Catecholamine levels measured immediately after completion of the exercise were not significantly different from the control groups. These findings suggest similar catecholamine response to all three stress situations of PKU subjects compared with control subjects.

The observed changes in Phe and Tyr levels in the PKU and control groups during the treadmill test were in line with previous observations regarding plasma amino acid changes after exercise [20]. During high-intensity exercise, there is a marked increase in plasma amino acids due to protein catabolism, followed by protein synthesis in the resting period [20, 21]. The difference in Phe level changes between the two groups can be explained by PKU subjects’ impaired ability to metabolize the Phe accumulated from protein degradation during exercise. Nonetheless, the increase of 4.9% in Phe levels in the PKU group after strenuous exercise was negligible compared with postprandial changes of Phe levels of PKU subjects [22]. Tyr levels were comparable and remained stable during the exercise tests in both groups. A recent study comparing blood Phe and Tyr levels before and after 1 h of ergometric endurance exercise of PKU subjects found no difference in Phe levels and a slight decrease in Tyr levels [23]. Another study similarly showed no significant increase in Phe levels after submaximal exercise [10]. The discrepancy between the previous studies and our findings could be due to the different intervals of blood sample collection and exercise intensity.

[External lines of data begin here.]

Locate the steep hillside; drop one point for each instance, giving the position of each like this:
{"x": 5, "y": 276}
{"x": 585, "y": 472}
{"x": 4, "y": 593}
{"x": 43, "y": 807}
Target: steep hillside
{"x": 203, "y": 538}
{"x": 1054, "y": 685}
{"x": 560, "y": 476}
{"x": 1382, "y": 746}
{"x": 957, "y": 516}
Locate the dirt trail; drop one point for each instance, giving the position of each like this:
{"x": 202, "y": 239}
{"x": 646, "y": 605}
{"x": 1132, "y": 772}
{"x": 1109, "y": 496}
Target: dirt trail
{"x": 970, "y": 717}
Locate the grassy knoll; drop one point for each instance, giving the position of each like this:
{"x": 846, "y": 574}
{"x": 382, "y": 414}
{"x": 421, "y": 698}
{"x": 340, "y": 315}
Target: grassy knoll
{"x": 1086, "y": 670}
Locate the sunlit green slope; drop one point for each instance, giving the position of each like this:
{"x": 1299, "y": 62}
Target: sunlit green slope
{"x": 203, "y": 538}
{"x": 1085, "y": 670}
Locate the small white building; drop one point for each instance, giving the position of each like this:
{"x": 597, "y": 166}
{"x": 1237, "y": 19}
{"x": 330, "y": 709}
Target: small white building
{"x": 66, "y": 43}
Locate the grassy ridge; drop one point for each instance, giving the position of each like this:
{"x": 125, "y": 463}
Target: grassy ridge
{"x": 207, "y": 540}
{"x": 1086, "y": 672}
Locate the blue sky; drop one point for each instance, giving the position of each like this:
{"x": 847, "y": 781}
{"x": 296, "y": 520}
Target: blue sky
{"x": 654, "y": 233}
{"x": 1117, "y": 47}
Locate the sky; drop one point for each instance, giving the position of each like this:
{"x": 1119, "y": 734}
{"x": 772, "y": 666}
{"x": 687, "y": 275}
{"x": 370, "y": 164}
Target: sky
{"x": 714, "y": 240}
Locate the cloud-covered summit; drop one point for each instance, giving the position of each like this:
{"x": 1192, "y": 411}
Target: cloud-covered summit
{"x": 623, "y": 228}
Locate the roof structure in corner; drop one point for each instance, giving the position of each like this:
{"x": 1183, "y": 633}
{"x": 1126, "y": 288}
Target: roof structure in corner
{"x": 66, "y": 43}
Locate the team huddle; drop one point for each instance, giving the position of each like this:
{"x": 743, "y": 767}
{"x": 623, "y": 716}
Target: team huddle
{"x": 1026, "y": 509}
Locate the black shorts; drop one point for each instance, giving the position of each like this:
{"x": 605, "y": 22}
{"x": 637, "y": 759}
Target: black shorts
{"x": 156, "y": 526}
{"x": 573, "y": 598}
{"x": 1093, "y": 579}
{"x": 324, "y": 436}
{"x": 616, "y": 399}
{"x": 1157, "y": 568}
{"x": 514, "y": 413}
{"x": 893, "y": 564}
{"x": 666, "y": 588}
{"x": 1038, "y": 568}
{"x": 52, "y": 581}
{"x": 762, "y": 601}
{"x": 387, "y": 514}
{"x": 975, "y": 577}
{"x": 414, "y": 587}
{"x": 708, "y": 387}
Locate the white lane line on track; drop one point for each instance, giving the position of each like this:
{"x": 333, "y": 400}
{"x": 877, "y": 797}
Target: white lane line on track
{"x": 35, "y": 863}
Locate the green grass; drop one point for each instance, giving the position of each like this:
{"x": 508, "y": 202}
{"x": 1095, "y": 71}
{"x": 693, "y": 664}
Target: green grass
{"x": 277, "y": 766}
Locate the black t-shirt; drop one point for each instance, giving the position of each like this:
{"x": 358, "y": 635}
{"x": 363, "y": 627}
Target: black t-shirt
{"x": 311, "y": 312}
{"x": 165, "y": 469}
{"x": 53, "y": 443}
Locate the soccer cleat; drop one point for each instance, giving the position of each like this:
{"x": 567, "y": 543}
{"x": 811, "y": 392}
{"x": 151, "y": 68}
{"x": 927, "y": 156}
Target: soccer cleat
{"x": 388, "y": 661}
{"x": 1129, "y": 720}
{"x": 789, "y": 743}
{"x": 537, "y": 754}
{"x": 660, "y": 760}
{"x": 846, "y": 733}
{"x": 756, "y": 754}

Our study has some limitations worth pointing out. Firstly, the number of control participants was small, and age matching of the PKU and control group was not performed. Secondly, plasma dopamine measurement was not available due to technical difficulties.

Conclusion

Stress response during an escalating series of sympathetic tests resulted in similar hormonal changes between PKU and control subjects, suggesting adequate catecholamine production.

Modest elevation of Phe seems not to influence Tyr-dependent catecholamine metabolism.

High-intensity exercise appears to be safe in PKU subjects, since no dramatic increase in blood Phe was recorded.